Un chiffre qui s’explique assez logiquement pour Olivier Coupry, directeur de Caritas Alsace : « On retrouve principalement des femmes en première ligne parce que dans 9 cas sur 10, la charge des enfants leur revient. Très souvent ces femmes sont seules à la suite d’une séparation et c’est elles qui ont la garde des enfants. Elles doivent assumer cette charge avec l’impossibilité d’avoir un travail suivi et complet. »

La pauvreté touche donc plus de monde, majoritairement des femmes, mais elle devient aussi plus importante qu’auparavant. En observant le revenu médian de ses bénéficiaires, Caritas Alsace a constaté une baisse importante. Aujourd’hui, la moitié du public fréquentant ces établissements dispose d’un revenu inférieur à 460 euros par mois. 

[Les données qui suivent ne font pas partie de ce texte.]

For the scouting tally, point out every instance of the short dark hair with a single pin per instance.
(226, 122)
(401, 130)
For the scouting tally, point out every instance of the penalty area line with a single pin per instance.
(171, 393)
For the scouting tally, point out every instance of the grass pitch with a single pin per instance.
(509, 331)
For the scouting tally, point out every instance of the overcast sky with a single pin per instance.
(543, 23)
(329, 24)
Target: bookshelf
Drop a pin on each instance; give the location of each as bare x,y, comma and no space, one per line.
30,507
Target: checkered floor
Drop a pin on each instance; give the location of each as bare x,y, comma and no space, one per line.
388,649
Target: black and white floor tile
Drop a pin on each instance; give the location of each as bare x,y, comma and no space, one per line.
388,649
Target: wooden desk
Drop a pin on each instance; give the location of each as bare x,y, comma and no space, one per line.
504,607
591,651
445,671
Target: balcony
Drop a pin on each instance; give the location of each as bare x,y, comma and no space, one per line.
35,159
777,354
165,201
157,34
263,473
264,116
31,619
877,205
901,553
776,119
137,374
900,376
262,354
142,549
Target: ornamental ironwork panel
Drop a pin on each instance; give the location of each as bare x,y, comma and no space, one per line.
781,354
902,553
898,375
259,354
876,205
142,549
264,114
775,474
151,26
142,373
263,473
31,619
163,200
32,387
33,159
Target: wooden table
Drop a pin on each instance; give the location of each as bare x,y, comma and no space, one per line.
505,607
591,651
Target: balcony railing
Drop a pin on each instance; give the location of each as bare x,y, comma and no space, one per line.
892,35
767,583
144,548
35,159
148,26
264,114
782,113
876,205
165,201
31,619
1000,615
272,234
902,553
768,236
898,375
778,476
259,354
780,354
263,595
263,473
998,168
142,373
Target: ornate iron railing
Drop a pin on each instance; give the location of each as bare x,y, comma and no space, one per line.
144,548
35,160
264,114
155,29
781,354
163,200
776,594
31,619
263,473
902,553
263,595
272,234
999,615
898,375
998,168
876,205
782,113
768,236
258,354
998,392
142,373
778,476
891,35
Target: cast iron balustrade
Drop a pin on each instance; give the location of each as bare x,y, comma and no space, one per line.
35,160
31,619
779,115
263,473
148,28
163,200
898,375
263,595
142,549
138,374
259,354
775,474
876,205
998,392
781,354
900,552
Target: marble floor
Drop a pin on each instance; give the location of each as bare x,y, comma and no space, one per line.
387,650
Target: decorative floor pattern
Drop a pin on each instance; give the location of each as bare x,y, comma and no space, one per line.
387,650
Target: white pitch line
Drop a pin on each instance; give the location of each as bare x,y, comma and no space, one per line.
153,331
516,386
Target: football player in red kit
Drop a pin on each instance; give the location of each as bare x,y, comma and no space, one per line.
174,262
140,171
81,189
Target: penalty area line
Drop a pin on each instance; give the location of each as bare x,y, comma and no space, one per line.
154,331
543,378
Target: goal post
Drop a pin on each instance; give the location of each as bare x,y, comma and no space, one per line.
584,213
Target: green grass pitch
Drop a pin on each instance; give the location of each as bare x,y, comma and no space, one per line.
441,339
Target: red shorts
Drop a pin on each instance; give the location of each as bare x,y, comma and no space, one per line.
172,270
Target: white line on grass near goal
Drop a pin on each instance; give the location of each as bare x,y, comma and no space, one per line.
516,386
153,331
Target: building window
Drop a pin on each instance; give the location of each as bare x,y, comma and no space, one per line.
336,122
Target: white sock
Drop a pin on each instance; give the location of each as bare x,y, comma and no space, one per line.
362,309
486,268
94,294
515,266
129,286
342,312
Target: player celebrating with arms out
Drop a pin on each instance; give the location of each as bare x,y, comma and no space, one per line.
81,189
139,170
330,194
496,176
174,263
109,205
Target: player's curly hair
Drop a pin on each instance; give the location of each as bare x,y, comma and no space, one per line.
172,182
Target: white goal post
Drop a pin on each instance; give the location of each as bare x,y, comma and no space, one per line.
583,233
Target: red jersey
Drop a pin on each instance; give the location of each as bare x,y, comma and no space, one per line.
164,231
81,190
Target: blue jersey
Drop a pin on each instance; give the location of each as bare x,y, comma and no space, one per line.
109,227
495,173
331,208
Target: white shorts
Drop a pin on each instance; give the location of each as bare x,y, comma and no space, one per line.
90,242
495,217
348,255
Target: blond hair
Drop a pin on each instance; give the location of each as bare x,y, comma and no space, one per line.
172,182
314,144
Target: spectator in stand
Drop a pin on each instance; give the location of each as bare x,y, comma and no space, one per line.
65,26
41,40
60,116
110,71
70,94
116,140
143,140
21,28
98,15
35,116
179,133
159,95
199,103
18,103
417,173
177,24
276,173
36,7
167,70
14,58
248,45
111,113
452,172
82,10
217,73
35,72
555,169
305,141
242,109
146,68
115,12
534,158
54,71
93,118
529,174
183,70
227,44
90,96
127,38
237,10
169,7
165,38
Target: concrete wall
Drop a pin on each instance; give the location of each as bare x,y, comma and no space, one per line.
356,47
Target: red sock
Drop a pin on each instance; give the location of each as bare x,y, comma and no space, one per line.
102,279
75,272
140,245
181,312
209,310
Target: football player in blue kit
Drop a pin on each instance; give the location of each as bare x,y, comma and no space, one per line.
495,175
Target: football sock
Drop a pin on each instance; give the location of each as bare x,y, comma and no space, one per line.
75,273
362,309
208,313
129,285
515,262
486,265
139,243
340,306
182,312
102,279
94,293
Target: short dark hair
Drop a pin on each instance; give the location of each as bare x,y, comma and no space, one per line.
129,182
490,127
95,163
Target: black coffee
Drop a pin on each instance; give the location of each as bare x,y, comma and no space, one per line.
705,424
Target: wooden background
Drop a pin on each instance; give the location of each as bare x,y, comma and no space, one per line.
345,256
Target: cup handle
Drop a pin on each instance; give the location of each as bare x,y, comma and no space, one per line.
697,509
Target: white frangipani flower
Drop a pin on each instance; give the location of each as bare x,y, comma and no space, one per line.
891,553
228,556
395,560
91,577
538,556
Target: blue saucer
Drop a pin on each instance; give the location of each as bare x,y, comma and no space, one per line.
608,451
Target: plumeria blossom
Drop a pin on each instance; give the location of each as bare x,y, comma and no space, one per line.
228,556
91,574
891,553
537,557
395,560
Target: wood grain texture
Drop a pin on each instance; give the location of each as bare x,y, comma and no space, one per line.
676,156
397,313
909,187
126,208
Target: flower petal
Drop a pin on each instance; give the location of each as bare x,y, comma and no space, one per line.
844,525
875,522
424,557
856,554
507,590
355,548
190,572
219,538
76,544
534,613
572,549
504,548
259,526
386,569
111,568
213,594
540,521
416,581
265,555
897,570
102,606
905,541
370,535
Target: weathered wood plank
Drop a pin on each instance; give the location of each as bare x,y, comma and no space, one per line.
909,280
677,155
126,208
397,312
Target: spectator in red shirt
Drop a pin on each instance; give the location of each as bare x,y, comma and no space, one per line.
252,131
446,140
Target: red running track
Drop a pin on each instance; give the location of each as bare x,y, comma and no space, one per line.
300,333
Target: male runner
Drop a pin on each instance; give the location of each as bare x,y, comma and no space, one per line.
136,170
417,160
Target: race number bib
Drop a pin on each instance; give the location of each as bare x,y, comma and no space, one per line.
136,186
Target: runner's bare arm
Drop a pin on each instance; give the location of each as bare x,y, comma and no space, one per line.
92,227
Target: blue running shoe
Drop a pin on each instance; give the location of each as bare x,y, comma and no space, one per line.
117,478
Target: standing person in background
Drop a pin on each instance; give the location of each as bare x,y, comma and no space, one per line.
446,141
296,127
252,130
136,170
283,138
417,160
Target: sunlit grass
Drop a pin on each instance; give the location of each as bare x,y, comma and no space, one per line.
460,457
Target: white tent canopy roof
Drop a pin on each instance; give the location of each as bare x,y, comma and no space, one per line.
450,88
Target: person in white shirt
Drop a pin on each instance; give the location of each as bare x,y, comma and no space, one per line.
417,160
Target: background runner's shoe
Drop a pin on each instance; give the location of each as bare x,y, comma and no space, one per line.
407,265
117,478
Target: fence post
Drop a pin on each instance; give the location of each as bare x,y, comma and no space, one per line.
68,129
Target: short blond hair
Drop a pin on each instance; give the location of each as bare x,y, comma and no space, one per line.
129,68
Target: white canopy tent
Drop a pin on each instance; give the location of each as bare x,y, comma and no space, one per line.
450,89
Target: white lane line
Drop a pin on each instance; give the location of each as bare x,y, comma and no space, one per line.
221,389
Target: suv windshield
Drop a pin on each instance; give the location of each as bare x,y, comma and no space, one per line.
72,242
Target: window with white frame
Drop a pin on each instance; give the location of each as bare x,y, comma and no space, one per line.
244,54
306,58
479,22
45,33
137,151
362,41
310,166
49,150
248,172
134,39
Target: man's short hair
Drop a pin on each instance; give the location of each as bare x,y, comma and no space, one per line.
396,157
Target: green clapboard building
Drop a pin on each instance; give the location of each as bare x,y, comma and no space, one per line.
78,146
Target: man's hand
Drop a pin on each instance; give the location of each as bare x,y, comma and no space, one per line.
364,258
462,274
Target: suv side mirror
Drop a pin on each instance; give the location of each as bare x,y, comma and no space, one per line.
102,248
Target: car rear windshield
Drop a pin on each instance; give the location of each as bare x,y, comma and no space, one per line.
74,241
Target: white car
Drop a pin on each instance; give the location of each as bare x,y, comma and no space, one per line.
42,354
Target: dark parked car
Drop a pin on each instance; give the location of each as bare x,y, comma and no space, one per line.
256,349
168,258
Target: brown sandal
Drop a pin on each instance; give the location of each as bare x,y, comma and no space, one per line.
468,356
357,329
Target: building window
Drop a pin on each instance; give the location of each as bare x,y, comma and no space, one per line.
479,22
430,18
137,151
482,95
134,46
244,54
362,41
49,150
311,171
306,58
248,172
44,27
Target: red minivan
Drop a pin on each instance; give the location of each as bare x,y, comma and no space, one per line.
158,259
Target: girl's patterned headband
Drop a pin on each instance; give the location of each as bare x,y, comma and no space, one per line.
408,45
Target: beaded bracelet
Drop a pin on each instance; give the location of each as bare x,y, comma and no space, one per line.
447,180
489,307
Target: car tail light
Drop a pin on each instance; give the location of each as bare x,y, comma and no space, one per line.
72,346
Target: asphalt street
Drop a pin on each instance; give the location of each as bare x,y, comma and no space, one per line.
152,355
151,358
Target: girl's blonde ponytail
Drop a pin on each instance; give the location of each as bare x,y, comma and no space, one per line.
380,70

Tous ces chiffres relevés sur l’année 2022 pourraient être plus préoccupants sur l’exercice 2023. Car même si Caritas Alsace n’a pas encore édité les chiffres de l’année en cours, de grandes tendances se sont déjà dégagées. À l’échelle régionale, une nouvelle hausse de 10% des fréquentations a été constatée. Ce phénomène est amplifié à Strasbourg : au mois de septembre 2023, la permanence des arcs-en-ciel a enregistré 57% de fréquentation supplémentaire qu’un an exactement auparavant. À Mulhouse, le 30 septembre 2023, 500 foyers avaient déjà reçu de l’aide de Caritas Alsace, soit autant que sur toute l’année précédente.

Des demandes d'aide sur les factures d'énergie

Au delà des demandes d’aides alimentaires, un secteur en particulier a nécessité l’intervention de l’association. « On s’est aperçus qu’en milieu rural, la quasi-totalité des demandes d’aide aujourd’hui, ce sont des aides au chauffage, à l’électricité et au transport », constate Olivier Coupry.

Avec un budget annuel de 4 à 5 millions d’euros, dont 80% proviennent des dons, Caritas Alsace fait prospérer son activité grâce à ses 1 800 bénévoles. L’association en cherche d’ailleurs activement, puisqu’elle en renouvelle entre 300 et 350 par an. De plus, l’association a constaté cette année un léger fléchissement des dons, alors que son budget d’aide alimentaire augmente de 25%.